The latest last-ditch effort to keep the euro zone from unravelling – the 15th such crisis summit in less than two years, for those keeping score – started with the usual dire warnings, coupled with efforts to rein in expectations.
The euro’s self-anointed saviours-in-chief, German Chancellor Angela Merkel and French President Nicolas Sarkozy, fittingly divided the duties. The two leaders have been operating so closely of late that their governments issued a joint reply last Monday after Standard & Poor’s threatened euro-zone countries with possible debt downgrades if they don’t corral the contagion.
Mr. Sarkozy handled the fear-mongering. The “risk of explosion is looming, if the decisions taken with Angela Merkel are not put into effect,” he told a gathering of his own conservative party. He also declared that there would be no second chance to fix the euro-zone mess.
Ms. Merkel took care of the hope-dampening by indicating the summit was but one step on the long road to complex treaty changes and the new fiscal union that is the centrepiece of the “Merkozy” strategy. What’s worse, she again underscored German opposition to two moves that would actually have an immediate impact: unlimited bond purchases by the European Central Bank; and region-wide euro-bonds or guarantees that would help restore shattered investor confidence in debt issued by Italy and other troubled governments.
The deal that was eventually battered out on Friday was clearly in keeping with the wishes of its two parents. No euro-bonds (although they remain under consideration, according to Greek Prime Minister Lucas Papademos). No suggestion of any forceful intervention by the ECB. But enough progress to give the euro-optimists reason for hope and yet another summit.

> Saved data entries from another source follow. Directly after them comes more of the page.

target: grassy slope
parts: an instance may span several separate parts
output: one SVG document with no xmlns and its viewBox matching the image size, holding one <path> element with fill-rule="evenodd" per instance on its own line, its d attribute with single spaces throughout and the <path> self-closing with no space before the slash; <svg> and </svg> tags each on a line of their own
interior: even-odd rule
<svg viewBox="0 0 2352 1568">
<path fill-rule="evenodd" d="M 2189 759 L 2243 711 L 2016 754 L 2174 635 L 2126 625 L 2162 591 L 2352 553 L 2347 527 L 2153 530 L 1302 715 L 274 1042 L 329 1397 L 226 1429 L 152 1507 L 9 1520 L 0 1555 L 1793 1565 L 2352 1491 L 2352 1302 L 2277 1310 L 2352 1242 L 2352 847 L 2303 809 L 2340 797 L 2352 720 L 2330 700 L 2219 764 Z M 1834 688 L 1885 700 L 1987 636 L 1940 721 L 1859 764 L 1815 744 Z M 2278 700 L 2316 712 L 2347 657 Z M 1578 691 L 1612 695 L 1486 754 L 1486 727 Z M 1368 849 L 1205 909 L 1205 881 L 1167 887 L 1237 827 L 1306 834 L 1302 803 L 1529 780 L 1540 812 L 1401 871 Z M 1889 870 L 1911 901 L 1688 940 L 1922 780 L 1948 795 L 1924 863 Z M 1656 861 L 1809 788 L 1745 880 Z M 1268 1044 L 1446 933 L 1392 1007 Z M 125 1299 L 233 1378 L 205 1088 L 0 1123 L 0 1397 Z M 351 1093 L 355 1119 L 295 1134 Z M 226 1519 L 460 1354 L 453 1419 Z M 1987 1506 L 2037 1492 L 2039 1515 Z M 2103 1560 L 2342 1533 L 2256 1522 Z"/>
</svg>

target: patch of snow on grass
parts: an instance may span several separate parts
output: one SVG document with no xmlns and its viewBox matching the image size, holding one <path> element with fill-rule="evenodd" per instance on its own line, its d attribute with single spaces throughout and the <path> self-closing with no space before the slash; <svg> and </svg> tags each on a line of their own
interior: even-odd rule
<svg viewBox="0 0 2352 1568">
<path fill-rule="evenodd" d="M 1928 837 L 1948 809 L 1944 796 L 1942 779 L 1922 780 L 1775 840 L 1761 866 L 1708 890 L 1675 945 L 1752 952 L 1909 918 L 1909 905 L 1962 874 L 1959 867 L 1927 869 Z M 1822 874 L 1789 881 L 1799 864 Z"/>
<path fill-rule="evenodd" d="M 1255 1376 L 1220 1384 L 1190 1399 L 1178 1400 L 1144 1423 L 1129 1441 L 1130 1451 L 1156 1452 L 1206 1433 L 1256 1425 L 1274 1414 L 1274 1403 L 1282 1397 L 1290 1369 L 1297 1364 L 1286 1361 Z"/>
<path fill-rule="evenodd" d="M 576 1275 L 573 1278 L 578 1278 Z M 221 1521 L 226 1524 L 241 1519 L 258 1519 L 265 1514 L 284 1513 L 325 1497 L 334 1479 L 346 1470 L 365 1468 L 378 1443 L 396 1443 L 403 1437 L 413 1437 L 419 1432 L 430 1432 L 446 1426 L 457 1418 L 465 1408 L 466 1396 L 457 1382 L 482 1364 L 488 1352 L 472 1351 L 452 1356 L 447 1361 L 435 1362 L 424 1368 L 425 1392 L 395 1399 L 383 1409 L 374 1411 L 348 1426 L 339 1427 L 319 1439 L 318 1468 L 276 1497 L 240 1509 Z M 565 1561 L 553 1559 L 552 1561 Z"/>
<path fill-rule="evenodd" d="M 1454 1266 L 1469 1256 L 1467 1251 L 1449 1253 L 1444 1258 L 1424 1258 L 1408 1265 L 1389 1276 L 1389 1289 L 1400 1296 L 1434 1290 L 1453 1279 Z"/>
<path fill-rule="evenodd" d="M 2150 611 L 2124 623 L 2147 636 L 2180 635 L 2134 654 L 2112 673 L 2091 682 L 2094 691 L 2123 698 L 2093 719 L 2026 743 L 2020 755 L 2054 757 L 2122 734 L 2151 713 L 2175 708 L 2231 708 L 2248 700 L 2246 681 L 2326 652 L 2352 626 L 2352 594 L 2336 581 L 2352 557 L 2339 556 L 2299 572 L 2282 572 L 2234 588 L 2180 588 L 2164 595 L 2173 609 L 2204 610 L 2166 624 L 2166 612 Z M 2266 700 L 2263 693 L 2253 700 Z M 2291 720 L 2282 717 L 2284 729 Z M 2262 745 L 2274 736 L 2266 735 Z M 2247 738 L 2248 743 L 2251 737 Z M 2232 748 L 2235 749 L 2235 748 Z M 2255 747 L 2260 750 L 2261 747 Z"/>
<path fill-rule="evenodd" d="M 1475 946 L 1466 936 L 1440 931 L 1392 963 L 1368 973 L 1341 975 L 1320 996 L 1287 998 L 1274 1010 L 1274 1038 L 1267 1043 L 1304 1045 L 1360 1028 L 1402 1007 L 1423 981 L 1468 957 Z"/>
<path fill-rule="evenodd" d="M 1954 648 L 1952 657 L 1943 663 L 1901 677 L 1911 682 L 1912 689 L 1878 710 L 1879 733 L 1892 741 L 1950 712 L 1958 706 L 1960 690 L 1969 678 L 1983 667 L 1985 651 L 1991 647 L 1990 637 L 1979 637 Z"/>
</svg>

The intergovernmental agreement among the 17 euro zone members and a cluster of other European Union nations outside the single-currency bloc enshrines the fiscal discipline so dear to the Merkozy contingent. Of course, the new promises look suspiciously like the existing guidelines that every country, including Germany, has breached at some point. But this time, there really will be serious punishment for the transgressors, honest. Only Britain’s stubborn refusal to sign on to the accord stymied Ms. Merkel’s grand ambition for an EU-wide treaty.
This rush to reshape Europe along Germanic fiscal lines could lead to the destruction of the EU itself, warns famously bearish financial historian Niall Ferguson. Indeed, the long-time euro skeptic thinks the single currency may have a better chance of surviving than the EU, because the costs of going back to individual currencies would be so prohibitive.
“The latest round of the Merkozy soap opera involves the proposal that all European governments will commit themselves to binding deficit ceilings, with instant and automatic fines if they breach those,” Prof. Ferguson said the other day on a visit to Toronto to plug his latest book, Civilization: The West and the Rest. “Gee, I’ve heard something like this before. ... It’s called the Stability and Growth Pact, and everybody breached the rules.”
And he called the idea of mandatory balanced budgets “Neanderthal economics. Binding everybody to have very low or zero deficits is wildly unrealistic.” That’s because it ignores something called the economic cycle and because all European countries face “a structural crisis of public finance,” driven by a combination of aging populations, shrinking work forces and rising social costs.
Meanwhile, the blame for turning a serious crisis into something vastly more dangerous to Europe’s future rests squarely on Ms. Merkel’s slumping shoulders.
“At this point, I don’t see much evidence that the German government understands the gravity of the situation,” Prof. Ferguson says. “There’s a fundamental misunderstanding in German official circles about what the nature of the problem is. What we’re actually dealing with is a very short-run crisis, not just of public finance but of bank finance and the wholesale funding of European bank balance sheets. And that is not a peripheral problem. That’s a problem right through the European banking system.”
The Europeans have long been in denial about the scale of their banking woes, he says. “They kicked the can down the road. Finally, the problems revealed themselves via the sovereign debt market.”
He has joined the large camp of critics calling for massive intervention by the ECB to stabilize the European bond market. “If it doesn’t do that, I think the whole system is going to crash and burn.”
And he’s not just talking about the euro zone. “The scenario we have to think about here is that the euro survives, but the European Union, as we know it, falls apart.”
The most hopeful scenario is that the summit agreement provides enough cover for the ECB to eventually step in and do what is necessary to keep the euro zone intact – including even debt-crushed Greece. “I think they can save it, although ... everything hinges on [ECB head Mario]Draghi getting a green light to print euros very aggressively. But I don’t think it can be salvaged if people start to peel away. Even if one country were to be ... ceremonially ejected, the contagion effect for Portugal or for Spain would, I think, be pretty disastrous.”
Here’s how dire Europe’s predicament has become: Pope Benedict XVI said a prayer for the EU on the eve of the summit. Unless the Germans take the shackles off the central bank and stop trying to force through a made-in-Berlin fiscal solution that has no hope of broad public support, the Europeans may be in need of a requiem for their cherished union.